Dáil debates

Wednesday, 25 May 2016

Dublin and Monaghan Bombings: Motion

 

1:10 pm

Photo of Mary Lou McDonaldMary Lou McDonald (Dublin Central, Sinn Fein) | Oireachtas source

I acknowledge and welcome in the Visitors' Gallery the families and campaigners for Justice for the Forgotten. They are most welcome here again. I pay tribute to their great work and their tenaciousness in pursuing truth over these long years. Any progress that has been made in the search for justice is due largely if not exclusively to their efforts. They are to be commended on that.

We have just commemorated the 42nd anniversary of the Dublin and Monaghan bombings. I remember the time; I was a child in this city. Three bombs exploded in Dublin and a fourth in Monaghan, killing 33 civilians and an unborn child and injuring almost 300 people. Those killed were aged from five months to 80 years. One of the deadliest bombs exploded in Talbot Street, in the heart of my constituency in the north inner city. Many people and families today bear the physical and emotional scars of that day. For them, this is not about the past; it is very much in the present. The bombings claimed by the UVF had the fingerprints of the British Army and British intelligence all over them, most obviously in respect of their agents and informers, those whom they ran within the UVF and other Unionist and loyalist proxy organisations. In his report on the bombings in 2003, the Irish Supreme Court judge Mr. Justice Henry Barron pointed his judicial finger at the most likely involvement of the British military and intelligence services in those bombings. There is no question, for those who care to examine the case, that this was a matter of collusion. My colleague, Deputy Adams, unfairly said he had little hope that the passing of another all-party motion in this House would have any real effect on the British Government. It is understandable that his view would be tinged with some cynicism.

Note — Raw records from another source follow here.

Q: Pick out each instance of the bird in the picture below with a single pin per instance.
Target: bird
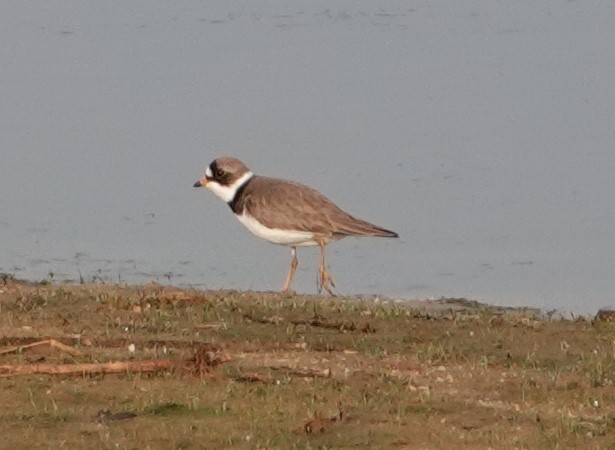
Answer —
(285, 212)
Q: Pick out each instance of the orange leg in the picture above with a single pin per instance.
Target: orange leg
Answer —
(325, 280)
(291, 273)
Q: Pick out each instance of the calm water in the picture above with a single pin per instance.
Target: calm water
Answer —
(481, 131)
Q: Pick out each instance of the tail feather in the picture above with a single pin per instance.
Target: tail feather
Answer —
(358, 227)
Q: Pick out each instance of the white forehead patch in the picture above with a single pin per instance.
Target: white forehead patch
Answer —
(227, 193)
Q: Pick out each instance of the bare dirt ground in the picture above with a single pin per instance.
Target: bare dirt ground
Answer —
(154, 367)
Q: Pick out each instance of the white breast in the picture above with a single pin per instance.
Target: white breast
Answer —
(275, 235)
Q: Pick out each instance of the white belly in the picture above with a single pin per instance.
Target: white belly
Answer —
(275, 235)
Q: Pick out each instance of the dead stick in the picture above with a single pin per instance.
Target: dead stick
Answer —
(153, 365)
(51, 342)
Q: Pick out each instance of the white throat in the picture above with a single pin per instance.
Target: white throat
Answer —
(227, 193)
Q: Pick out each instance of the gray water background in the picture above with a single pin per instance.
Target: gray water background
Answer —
(481, 131)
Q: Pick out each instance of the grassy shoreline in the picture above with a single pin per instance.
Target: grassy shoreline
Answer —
(302, 372)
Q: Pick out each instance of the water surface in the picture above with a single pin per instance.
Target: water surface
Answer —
(482, 132)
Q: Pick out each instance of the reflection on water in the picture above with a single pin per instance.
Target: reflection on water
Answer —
(483, 136)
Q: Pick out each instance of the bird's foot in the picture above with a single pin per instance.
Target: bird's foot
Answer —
(325, 281)
(287, 293)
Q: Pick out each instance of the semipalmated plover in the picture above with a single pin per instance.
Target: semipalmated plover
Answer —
(284, 212)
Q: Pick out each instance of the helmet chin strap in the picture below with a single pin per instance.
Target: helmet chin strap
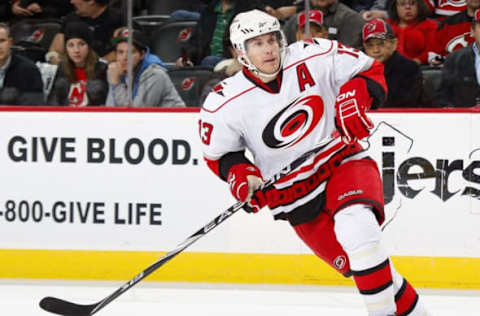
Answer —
(247, 63)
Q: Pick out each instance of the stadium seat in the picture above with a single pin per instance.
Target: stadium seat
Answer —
(148, 23)
(169, 38)
(189, 82)
(432, 79)
(32, 52)
(36, 32)
(167, 6)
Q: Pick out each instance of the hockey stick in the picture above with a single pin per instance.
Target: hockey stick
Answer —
(62, 307)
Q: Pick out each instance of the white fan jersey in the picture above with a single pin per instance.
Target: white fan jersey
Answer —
(279, 126)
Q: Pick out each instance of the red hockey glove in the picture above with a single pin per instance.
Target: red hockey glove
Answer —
(351, 104)
(243, 180)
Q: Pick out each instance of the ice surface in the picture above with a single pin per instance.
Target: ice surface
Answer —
(21, 297)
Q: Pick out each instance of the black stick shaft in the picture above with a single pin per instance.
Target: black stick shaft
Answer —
(61, 307)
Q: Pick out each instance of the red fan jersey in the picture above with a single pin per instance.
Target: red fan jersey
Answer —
(446, 7)
(452, 34)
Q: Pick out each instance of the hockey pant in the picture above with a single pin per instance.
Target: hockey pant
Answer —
(348, 239)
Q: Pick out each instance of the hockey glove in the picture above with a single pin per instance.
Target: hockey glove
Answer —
(351, 104)
(244, 180)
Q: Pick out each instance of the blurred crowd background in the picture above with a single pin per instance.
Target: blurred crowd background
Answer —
(75, 52)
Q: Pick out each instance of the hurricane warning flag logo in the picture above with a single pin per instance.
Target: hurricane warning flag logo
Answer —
(185, 34)
(187, 83)
(295, 122)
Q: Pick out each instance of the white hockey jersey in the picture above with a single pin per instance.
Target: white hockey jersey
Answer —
(279, 127)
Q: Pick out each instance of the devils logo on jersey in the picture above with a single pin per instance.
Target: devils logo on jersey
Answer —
(218, 89)
(38, 35)
(185, 34)
(294, 122)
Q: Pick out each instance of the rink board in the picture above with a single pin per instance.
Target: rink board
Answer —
(102, 194)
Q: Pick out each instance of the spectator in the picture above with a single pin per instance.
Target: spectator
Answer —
(151, 85)
(453, 33)
(461, 74)
(18, 73)
(102, 19)
(404, 77)
(205, 47)
(414, 32)
(80, 67)
(444, 8)
(41, 9)
(343, 24)
(377, 11)
(359, 5)
(317, 29)
(282, 9)
(5, 10)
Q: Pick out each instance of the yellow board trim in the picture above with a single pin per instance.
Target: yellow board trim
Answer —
(430, 272)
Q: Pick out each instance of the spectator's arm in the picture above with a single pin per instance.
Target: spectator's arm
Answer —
(33, 93)
(442, 97)
(379, 5)
(156, 89)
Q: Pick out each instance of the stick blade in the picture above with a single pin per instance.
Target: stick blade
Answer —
(61, 307)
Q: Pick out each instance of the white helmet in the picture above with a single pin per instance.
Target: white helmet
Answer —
(250, 24)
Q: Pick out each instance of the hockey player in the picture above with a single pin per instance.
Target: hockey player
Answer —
(284, 102)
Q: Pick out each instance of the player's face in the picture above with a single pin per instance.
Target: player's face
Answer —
(380, 49)
(264, 53)
(77, 51)
(407, 10)
(315, 31)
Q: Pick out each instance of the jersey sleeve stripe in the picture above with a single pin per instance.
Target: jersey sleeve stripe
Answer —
(232, 98)
(309, 57)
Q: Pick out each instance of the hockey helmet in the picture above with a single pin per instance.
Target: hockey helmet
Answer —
(250, 24)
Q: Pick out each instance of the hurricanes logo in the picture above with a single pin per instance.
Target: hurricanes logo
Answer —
(294, 122)
(458, 42)
(184, 35)
(38, 35)
(340, 262)
(187, 83)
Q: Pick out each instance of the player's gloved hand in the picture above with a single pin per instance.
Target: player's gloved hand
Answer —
(244, 180)
(352, 102)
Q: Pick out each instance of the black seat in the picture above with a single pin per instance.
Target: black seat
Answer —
(432, 80)
(169, 38)
(189, 82)
(148, 23)
(167, 6)
(37, 32)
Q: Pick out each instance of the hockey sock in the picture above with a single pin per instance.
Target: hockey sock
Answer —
(359, 234)
(406, 298)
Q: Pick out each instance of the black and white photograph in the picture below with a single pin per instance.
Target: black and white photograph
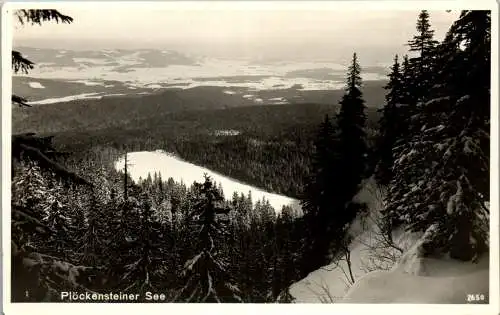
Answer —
(249, 152)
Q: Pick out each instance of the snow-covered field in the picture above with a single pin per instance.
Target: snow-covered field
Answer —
(155, 69)
(36, 85)
(409, 279)
(168, 165)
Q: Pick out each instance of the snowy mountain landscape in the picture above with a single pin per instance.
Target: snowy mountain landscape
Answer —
(200, 176)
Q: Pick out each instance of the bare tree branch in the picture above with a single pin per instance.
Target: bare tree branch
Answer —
(38, 16)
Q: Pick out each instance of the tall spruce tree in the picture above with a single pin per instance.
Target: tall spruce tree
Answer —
(207, 277)
(351, 143)
(441, 183)
(423, 44)
(320, 198)
(390, 124)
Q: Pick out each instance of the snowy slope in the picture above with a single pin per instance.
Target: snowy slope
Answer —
(329, 283)
(405, 278)
(443, 281)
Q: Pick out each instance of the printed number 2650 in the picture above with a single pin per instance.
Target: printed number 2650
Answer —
(475, 297)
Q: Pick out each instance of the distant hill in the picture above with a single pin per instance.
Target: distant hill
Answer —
(95, 114)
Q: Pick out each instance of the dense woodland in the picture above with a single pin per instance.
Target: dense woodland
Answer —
(78, 224)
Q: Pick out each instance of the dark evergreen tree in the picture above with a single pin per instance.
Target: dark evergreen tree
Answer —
(320, 198)
(390, 124)
(351, 166)
(441, 174)
(207, 279)
(424, 45)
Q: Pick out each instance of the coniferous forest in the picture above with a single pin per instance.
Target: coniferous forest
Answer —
(79, 225)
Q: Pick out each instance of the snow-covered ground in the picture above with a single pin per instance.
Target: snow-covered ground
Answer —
(67, 98)
(407, 279)
(207, 72)
(144, 163)
(36, 85)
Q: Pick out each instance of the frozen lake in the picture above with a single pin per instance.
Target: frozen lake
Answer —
(168, 165)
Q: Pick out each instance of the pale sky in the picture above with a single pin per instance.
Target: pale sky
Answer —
(273, 33)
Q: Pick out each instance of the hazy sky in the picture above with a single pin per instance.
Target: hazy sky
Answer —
(318, 33)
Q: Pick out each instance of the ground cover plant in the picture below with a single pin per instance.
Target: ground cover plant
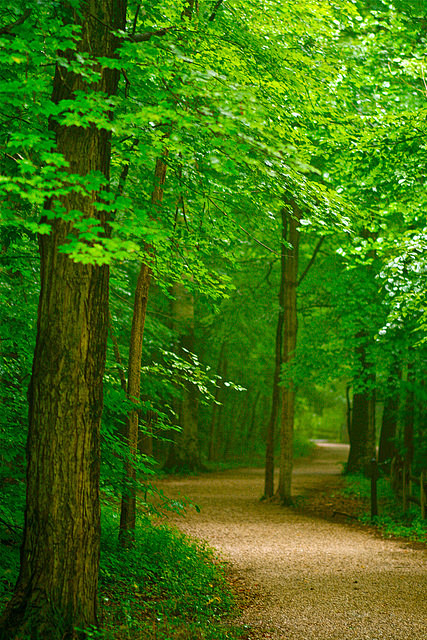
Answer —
(165, 587)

The first question we have to ask is whether the passing of this motion will have an impact on our Government in Dublin. Sadly, unlike Deputy Sean Sherlock, who commended us and the Government on doing our best, I do not believe that is the case. We should be and are very critical of the British system for shutting down access and avenues to truth and justice. That is its form, and there is no sign of that form changing. We also need to be equally honest about the effort, or lack of effort - the lack of determination - from the Dublin Government. The Taoiseach, and not alone he, has been passive and has largely paid lip service to this particular campaign for justice. With another joint motion, it would be intolerable if he were to yet again sit on his hands.

When inquiries are made of the Taoiseach as to the position of the British system and Prime Minister on these matters, he routinely responds in the Chamber that he has raised the matter with the Prime Minister. It is not sufficient simply to raise the matter with the British system in some kind of box-ticking exercise.

The Fresh Start agreement negotiations were very revealing on a number of counts, in the first instance in terms of where the British position now rests. Republicans and Unionists cobbled together an agreement to deal with legacy issues, and in came the British system citing matters of national security. This was entirely spurious and without foundation. It was given avenues to address any genuine concerns it might have had in this regard, but of course it had no interest in that. What was equally revealing was the passivity of the Dublin system when faced with that British intransigence.

I do not recall any serious effort by the Minister for Foreign Affairs and Trade, Deputy Charlie Flanagan, or by anybody else within the Administration to face down and challenge the blanket denial of truth, information and justice. If this motion is to mean anything, if the fine words of the Taoiseach are to amount to anything and if those in the Gallery are to have any real prospect of getting the truth and justice they deserve, the first thing that needs to change is the position, attitude and inactivity of the Dublin Government.